NEWYORK, NY — The Michael J. Fox Foundation for Parkinson’s Research (MJFF) announced today that Eugene Johnson, PhD, has signed on as chief scientific advisor. Dr. Johnson is professor of molecular biology and pharmacology at the Washington University School of Medicine in St. Louis, Missouri. He is also associate director of the university’s Alzheimer’s Disease Research Center and a member of its HopeCenter for Neurological Disorders.
“Gene Johnson is a scientific leader who shares the Foundation’s strategic focus on driving and facilitating translational research,” said Deborah W. Brooks, MJFF president and CEO. “The Foundation will benefit tremendously from his insight and perspective on research with potential to yield advances for patients sooner rather than later.”
As chief scientific advisor, Dr. Johnson will counsel MJFF’s research staff in identifying priority research areas in need of funds and then strategically deploying capital to advance the science in those areas. He will be an important part of the Foundation’s ongoing efforts to build strong collaborative relationships with industry, the scientific community, governmental agencies and other private funders. In addition, one of his primary responsibilities will be to help lead the search for the Foundation’s first full-time, on-staff scientific director.
“The Foundation’s ability to efficiently manage its growing and increasingly complex portfolio will expand with the addition of an on-staff, senior scientific director,” said Ms. Brooks. “This newly created position will allow for even greater speed and quality of execution in key areas including application review and active milestone management.”
Dr. Johnson takes over as chief scientific advisor from Kenneth J. Olden, PhD. Dr. Olden, former director of the National Institute of Environmental Health Sciences at NIH, held the MJFF position in 2005. Prior to Dr. Olden’s tenure, J. William Langston, MD, CEO of The Parkinson’s Institute, served as chief scientific advisor from 2000 until April 2005. The Foundation continues to benefit from the leadership, counsel and advice of both Dr. Olden, who has joined the Foundation’s board of directors, and Dr. Langston, who continues to serve on the scientific executive committee and full scientific advisory board.

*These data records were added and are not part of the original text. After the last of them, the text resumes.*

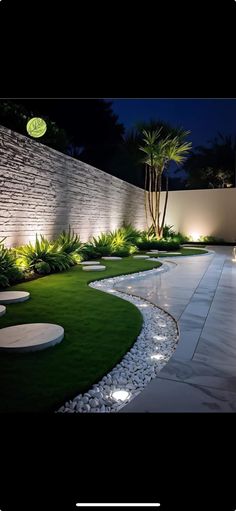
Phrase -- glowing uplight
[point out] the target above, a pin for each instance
(161, 324)
(116, 504)
(195, 236)
(157, 357)
(120, 395)
(234, 255)
(159, 337)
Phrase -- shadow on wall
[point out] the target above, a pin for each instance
(62, 203)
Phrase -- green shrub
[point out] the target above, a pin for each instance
(15, 275)
(42, 250)
(168, 232)
(158, 245)
(68, 242)
(8, 266)
(42, 268)
(4, 282)
(89, 252)
(102, 244)
(129, 234)
(122, 251)
(211, 239)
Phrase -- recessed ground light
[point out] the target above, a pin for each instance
(120, 395)
(157, 357)
(159, 337)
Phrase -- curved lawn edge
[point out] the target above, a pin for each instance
(99, 329)
(149, 353)
(90, 320)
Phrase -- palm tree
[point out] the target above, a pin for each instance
(159, 153)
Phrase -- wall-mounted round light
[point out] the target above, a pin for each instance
(36, 127)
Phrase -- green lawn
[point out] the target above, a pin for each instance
(185, 251)
(99, 330)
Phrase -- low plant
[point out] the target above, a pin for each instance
(8, 267)
(68, 242)
(89, 252)
(158, 245)
(4, 282)
(210, 239)
(102, 244)
(42, 250)
(42, 268)
(130, 234)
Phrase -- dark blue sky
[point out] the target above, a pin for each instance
(204, 117)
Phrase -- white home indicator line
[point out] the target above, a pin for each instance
(157, 504)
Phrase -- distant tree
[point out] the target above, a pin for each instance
(212, 166)
(15, 117)
(160, 150)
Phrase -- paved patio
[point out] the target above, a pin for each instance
(200, 292)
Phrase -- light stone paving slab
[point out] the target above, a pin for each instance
(89, 263)
(112, 258)
(140, 257)
(13, 296)
(2, 310)
(30, 337)
(94, 268)
(200, 376)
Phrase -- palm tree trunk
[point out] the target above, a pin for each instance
(165, 205)
(145, 195)
(158, 203)
(150, 200)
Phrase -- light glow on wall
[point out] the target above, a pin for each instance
(195, 236)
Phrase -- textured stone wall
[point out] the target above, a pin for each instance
(203, 212)
(44, 191)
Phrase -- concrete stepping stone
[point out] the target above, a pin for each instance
(94, 268)
(88, 263)
(141, 257)
(112, 258)
(2, 310)
(30, 337)
(13, 296)
(173, 253)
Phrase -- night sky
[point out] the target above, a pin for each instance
(204, 117)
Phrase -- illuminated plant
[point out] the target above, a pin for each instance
(159, 153)
(41, 251)
(9, 271)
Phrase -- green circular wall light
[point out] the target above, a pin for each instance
(36, 127)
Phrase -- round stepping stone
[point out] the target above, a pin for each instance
(2, 310)
(173, 253)
(30, 337)
(13, 296)
(88, 263)
(110, 258)
(94, 268)
(141, 257)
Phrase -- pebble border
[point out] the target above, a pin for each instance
(149, 354)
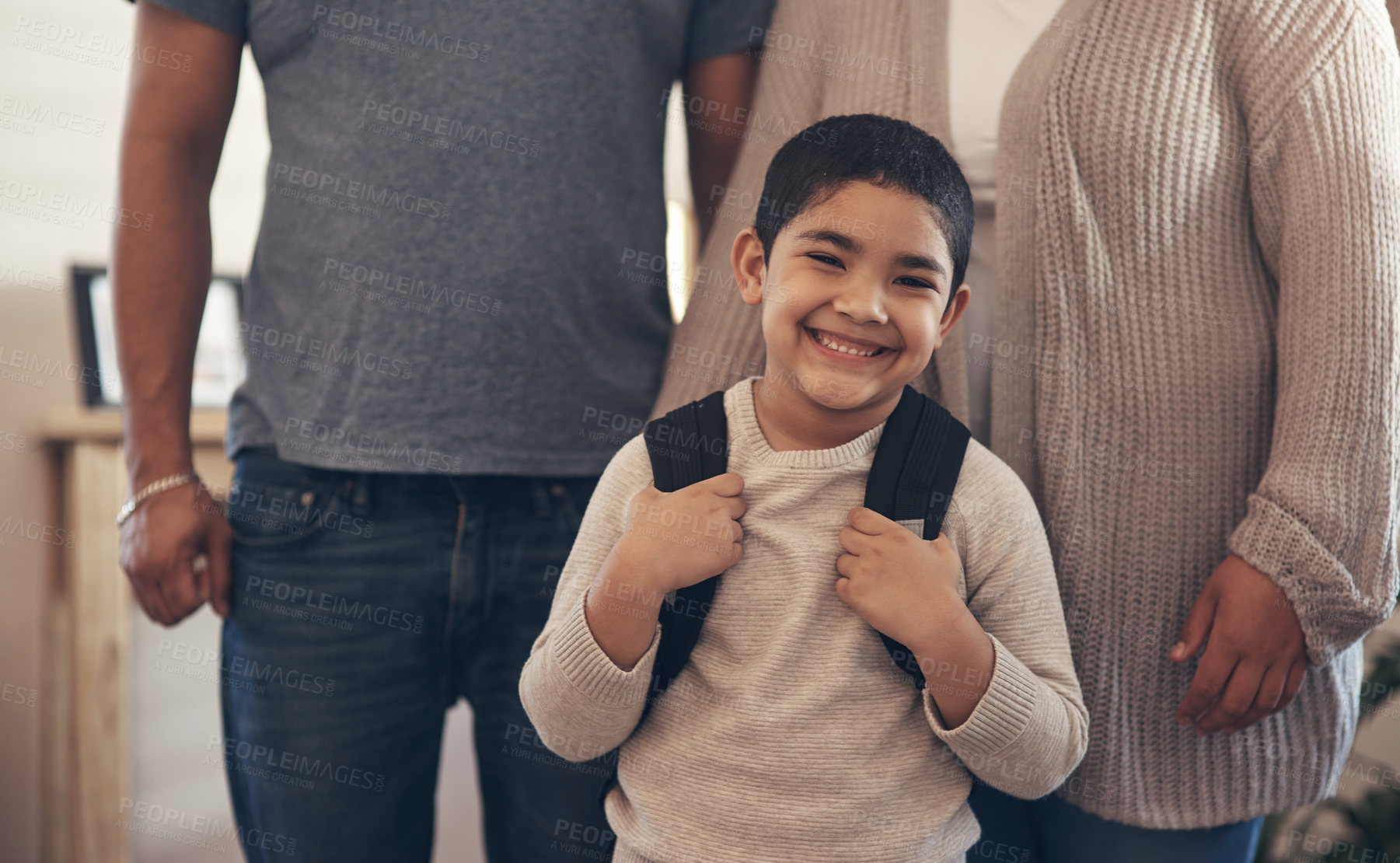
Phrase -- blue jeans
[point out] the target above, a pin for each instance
(1053, 831)
(365, 606)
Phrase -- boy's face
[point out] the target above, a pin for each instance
(867, 269)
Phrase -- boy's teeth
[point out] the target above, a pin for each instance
(835, 346)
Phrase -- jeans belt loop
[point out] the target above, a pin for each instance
(360, 499)
(543, 506)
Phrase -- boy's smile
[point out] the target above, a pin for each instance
(854, 304)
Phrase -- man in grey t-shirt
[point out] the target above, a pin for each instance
(451, 321)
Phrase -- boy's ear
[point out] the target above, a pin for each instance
(749, 268)
(954, 310)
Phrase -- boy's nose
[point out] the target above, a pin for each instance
(861, 303)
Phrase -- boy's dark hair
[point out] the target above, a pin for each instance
(815, 162)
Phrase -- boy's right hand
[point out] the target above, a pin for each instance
(683, 537)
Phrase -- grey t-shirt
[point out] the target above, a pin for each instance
(461, 258)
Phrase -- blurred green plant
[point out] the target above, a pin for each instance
(1371, 826)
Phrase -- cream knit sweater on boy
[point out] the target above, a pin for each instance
(1196, 346)
(791, 735)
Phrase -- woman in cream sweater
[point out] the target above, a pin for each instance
(1183, 339)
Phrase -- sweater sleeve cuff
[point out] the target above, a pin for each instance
(587, 667)
(1000, 716)
(1329, 608)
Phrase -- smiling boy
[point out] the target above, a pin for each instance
(790, 735)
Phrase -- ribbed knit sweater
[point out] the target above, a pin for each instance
(1199, 236)
(791, 735)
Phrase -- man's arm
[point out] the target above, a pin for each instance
(718, 94)
(171, 142)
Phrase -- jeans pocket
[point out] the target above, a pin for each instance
(276, 503)
(571, 494)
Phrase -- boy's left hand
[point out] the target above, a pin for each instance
(900, 583)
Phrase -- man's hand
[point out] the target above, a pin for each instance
(176, 550)
(1255, 660)
(896, 580)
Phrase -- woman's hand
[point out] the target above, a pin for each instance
(1255, 660)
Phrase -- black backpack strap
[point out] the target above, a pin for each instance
(916, 466)
(686, 445)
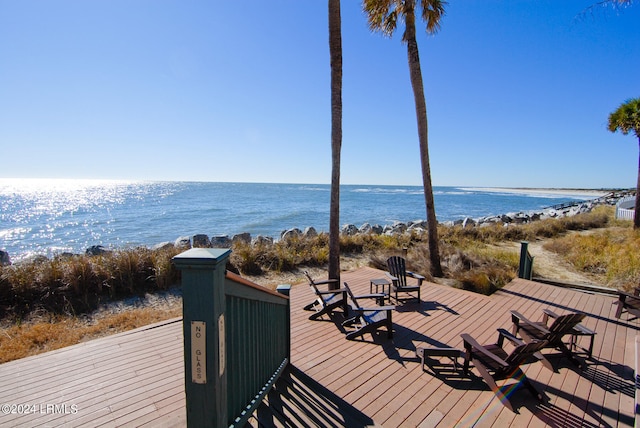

Dr. Johnson is internationally renowned for his research on the death of nervous system cells during normal development and in response to disease. In collaboration with his WashingtonUniversity colleague Jeffrey D. Milbrandt, MD, PhD, Dr. Johnson’s team discovered three neurotrophic factors: neurturin, persephin, and artemin. Neurotrophic factors, also called trophic factors or growth factors, are molecules critical for the development and maintenance of the nervous system. These proteins are an MJFF research priority because they hold the ability to protect and restore nerve cells, and may provide a basis for medically preventing and treating Parkinson’s and other neurodegenerative diseases.
Dr. Johnson’s research has also helped explain how nervous system cells die without sufficient amounts of neurotrophic factors, as occurs during normal development. His team studies the biochemical and genetic mechanisms of this cell death and examines pharmacological approaches to preventing nerve cell death in neurological diseases.
“I am delighted to work more closely with the Foundation’s talented staff and scientific advisory board,” said Dr. Johnson. “I share their extraordinary commitment to establishing funding channels that allow basic discoveries to be rapidly tested and validated, providing funds without delay, and developing a research infrastructure that promotes collaboration and speeds information dissemination.”
Dr. Johnson earned a bachelor’s degree in pharmacy in 1966 and a doctorate in medicinal chemistry in 1970, both from the University of Maryland. He joined the Washington University School of Medicine faculty in 1976.
Dr. Johnson serves on the editorial boards of Neuron and Neurobiology of Disease and is section editor for Experimental Neurology and Neurobiology of Aging. He also has served on several national committees, including the Medical and Scientific Council of the Alzheimer’s Association and the advisory council of the National Institute on Aging. He has been a member of MJFF’s scientific advisory board since January 2005. His many honors and awards include WashingtonUniversity’s Carl and Gerty Cori Faculty Achievement Award and the MERIT Award of the National Institute on Aging. Dr. Johnson was also named the Decade of the Brain Medalist by the American Association of Neurological Surgeons.